D’autre part, un « bon modèle » dépend aussi en grande partie de celui qui l’utilise et pas seulement du modèle en lui même. En faisant certaines hypothèses et en utilisant tel modèle au lieu de tel autre, certains professionnels ont plus de technicité que d’autres pour savoir ce qu’ils vont en tirer. Quels sont les inputs ? Qu’est ce que le prix ? Que signifie se calibrer sur les prix de marché ? Etc.

Pour moi, les mathématiques servaient à bien préciser les conséquences potentielles des événements en fonction des hypothèses de départ, pas à donner une quelconque vérité absolue sur une multiplicité de problèmes.
Nicole El Karoui

Fondamentalement, la question du « bon modèle », du choix du modèle, n’existe qu’en fonction du problème. Quand on veut modéliser tel ou tel phénomène, se pose d’abord la question de savoir quel est le problème que la modélisation veut résoudre. Si l’on a bien identifié le problème qu’on veut appréhender, dans un monde abstrait, on aura plus d’intuitions sur ce que doivent être les qualités d’un modèle pour répondre à nos questionnements sachant qu’il y a, évidemment, des contraintes qui viennent des lois à priori (considérer qu’il n’y a pas d’arbitrage par exemple).

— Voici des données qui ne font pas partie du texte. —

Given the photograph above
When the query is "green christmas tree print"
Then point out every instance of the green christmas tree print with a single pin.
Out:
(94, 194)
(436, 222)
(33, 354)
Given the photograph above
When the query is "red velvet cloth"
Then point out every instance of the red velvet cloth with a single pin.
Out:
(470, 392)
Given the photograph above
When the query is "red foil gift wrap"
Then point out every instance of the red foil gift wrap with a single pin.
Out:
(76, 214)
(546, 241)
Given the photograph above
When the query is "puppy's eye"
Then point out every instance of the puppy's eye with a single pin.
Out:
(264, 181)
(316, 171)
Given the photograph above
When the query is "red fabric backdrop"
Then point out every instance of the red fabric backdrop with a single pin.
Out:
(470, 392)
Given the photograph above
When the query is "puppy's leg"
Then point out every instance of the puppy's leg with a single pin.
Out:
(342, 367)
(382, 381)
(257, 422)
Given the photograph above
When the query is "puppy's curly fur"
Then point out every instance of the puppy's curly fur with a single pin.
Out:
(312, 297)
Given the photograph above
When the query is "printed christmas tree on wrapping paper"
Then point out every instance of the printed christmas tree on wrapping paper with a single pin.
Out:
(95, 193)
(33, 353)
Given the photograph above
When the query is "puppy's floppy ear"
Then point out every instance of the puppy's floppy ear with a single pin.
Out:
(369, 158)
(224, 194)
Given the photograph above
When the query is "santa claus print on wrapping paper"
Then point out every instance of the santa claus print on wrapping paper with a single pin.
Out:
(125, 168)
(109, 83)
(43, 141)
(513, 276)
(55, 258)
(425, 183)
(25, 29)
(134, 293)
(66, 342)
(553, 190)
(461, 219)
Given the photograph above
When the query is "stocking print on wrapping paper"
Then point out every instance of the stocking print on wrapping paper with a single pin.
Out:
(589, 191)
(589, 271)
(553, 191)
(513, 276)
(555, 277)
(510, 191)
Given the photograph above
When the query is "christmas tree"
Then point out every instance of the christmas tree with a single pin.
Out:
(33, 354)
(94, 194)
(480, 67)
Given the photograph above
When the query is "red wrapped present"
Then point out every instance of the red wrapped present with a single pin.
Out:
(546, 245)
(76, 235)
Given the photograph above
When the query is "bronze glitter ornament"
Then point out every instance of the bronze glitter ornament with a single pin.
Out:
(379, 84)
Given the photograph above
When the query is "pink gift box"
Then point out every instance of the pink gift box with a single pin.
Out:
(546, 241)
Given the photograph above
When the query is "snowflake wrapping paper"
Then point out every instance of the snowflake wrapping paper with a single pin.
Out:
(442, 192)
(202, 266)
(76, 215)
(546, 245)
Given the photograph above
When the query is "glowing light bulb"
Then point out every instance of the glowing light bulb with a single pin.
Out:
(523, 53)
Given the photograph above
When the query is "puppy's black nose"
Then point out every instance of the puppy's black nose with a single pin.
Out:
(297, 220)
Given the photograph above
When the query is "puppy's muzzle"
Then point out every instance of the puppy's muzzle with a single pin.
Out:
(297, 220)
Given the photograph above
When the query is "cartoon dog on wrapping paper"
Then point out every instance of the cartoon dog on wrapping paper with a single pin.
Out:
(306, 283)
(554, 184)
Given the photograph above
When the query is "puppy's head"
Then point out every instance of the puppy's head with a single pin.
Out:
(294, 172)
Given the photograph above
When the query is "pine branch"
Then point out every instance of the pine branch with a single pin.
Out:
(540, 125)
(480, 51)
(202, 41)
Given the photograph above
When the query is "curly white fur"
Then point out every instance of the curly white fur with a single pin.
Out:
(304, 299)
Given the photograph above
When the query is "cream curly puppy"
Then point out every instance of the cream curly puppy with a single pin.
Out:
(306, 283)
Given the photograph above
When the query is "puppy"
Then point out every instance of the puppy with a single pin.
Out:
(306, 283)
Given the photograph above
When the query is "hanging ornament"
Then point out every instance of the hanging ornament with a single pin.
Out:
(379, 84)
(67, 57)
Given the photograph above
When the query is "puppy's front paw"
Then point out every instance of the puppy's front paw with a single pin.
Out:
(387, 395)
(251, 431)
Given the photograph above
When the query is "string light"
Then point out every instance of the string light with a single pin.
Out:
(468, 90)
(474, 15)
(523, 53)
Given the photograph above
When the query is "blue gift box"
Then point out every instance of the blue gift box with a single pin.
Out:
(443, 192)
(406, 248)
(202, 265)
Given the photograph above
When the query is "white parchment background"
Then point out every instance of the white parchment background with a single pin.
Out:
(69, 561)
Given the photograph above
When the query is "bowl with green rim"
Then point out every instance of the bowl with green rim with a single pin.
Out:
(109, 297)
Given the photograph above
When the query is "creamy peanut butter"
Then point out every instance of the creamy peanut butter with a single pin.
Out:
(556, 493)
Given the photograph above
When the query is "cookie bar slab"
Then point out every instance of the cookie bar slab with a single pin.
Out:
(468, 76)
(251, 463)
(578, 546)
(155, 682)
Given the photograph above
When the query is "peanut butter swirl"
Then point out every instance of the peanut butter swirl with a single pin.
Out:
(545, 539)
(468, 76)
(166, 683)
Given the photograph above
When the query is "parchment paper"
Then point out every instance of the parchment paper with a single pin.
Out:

Sur les processus de Levy, moi, je dis toujours, avec toute l’admiration que j’ai pour Mandelbrot, c’est qu’ils étaient connus par les praticiens depuis les années 60, aux États-Unis notamment. Mais les gestionnaires ont préféré le modèle de Black & Scholes dans leur gestion quotidienne du risque sur les options. Qu’est ce qu’ils gagnaient à utiliser des processus de Levy ? Il faut bien distinguer quelle prise de décision de hedge cela implique pour se couvrir entre aujourd’hui et demain selon qu’on utilise tel ou tel modèle.

Les professionnels ne veulent pas changer de modèles tous les jours et ne sont pas prêts à utiliser n’importe quel outil parce qu’il serait théoriquement meilleur. Ils préfèrent prendre l’habitude d’avoir l’expertise sur un même modèle répondant à des contraintes opérationnelles précises. Oui, on ne prend pas en compte les queues épaisses, dans un mouvement sur une journée, mais est ce que c’était un problème avant la crise ? Je pense que non. Est ce que c’était au cœur des marchés de dérivés avant la crise ? Moyennement. Moi j’ai toujours estimé qu’il y avait d’autres problèmes prioritaires.

Il y a un certain nombre d’effets de marché qui vont créer des risques qui sont ceux qui ont souvent crée de grandes pertes dans les périodes de non crise. Et ça, c’est plus important pour moi que de savoir si d’ici à dans une heure, en changeant mon modèle, je suis dans une situation de queue épaisse. Pour un certain type d’activités, ce n’est clairement pas le problème. Si je dois surveiller mes risques extrêmes, je vais faire des simulations avec des queues épaisses et je vais voir si la stratégie au jour le jour est robuste, etc.

Et ce qu’on voit sur les marchés, c’est qu’on ne va pas remettre à plat tout le système. Et c’est pour ça que les mathématiciens sont là pour dire voilà ce qu’on peut faire, voilà ou ça emmène, ça coûte un peu plus cher. C’est important même si les marchés ne s’en servent pas mais ça peut servir comme outil d’aide à la décision.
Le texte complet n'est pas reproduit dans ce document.